Die Rechtskonservativen machten ihr Dezemberheft von 1989 mit einer Grabinschrift auf: »Karl Marx – geboren 1818 – gestorben 1989«. Ich hatte immer geglaubt, er sei 1883 gestorben. Auch sie denken auf Staatsmacht hin.

Wie anders Georges Labica, der in der Zeitschrift »M« vom März/ April 1990 die Frage stellt: »Le communisme enfin possible?« Freilich tappen wir im Dunkeln, sehr weit weg von weitergehenden Hoffnungen auf Umgestaltung. Auch wenn im Kontext unserer Landesgeschichte, wie Ulrich Sonnemann Anfang des Jahres gesagt hat, »eine Volksrevolution, die eine Staatsmacht stürzt, nichts Geringeres als ein Novum von abenteuerlich befreiender Heiterkeit und Brisanz ist« (Diskus 1/90, 9). Jetzt scheint Bier- & Bananenernst an die Stelle getreten.
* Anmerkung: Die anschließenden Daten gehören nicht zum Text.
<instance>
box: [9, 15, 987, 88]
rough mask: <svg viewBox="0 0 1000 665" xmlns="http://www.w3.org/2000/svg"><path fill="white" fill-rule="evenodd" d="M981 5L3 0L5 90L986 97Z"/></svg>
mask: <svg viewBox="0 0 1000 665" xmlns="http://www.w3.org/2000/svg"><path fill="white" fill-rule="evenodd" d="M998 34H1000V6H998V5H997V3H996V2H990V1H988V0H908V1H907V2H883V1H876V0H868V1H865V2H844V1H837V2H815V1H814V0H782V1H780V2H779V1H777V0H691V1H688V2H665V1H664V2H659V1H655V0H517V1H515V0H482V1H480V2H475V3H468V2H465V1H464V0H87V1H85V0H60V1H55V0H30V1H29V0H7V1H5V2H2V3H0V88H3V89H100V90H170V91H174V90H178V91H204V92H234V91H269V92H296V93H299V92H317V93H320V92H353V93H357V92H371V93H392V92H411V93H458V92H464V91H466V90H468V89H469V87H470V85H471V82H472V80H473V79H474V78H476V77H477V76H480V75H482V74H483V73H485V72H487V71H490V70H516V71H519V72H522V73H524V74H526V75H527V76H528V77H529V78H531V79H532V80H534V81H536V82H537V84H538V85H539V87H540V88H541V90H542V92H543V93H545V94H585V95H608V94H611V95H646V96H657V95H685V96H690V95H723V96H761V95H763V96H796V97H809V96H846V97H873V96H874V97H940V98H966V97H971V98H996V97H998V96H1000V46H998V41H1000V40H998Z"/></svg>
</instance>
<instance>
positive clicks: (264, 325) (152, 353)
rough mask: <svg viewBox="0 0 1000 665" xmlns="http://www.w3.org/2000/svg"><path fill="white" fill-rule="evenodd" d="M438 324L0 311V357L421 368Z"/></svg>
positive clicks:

Auf solcherlei Gedanken komme ich, weil ich auf- und wegräume: das zur Verwendung im Perestrojka-Journal bestimmte Material, das liegen blieb und von immer neuem Material überschichtet wurde. »Eine Zeit des Umbruchs und der Erneuerung des Sozialismus in der DDR« – das waren die ersten Worte des Leitartikels von Gretchen Binus im Januarheft der IPW-Berichte. Blicke zurück, und du wirst zur Salzsäule.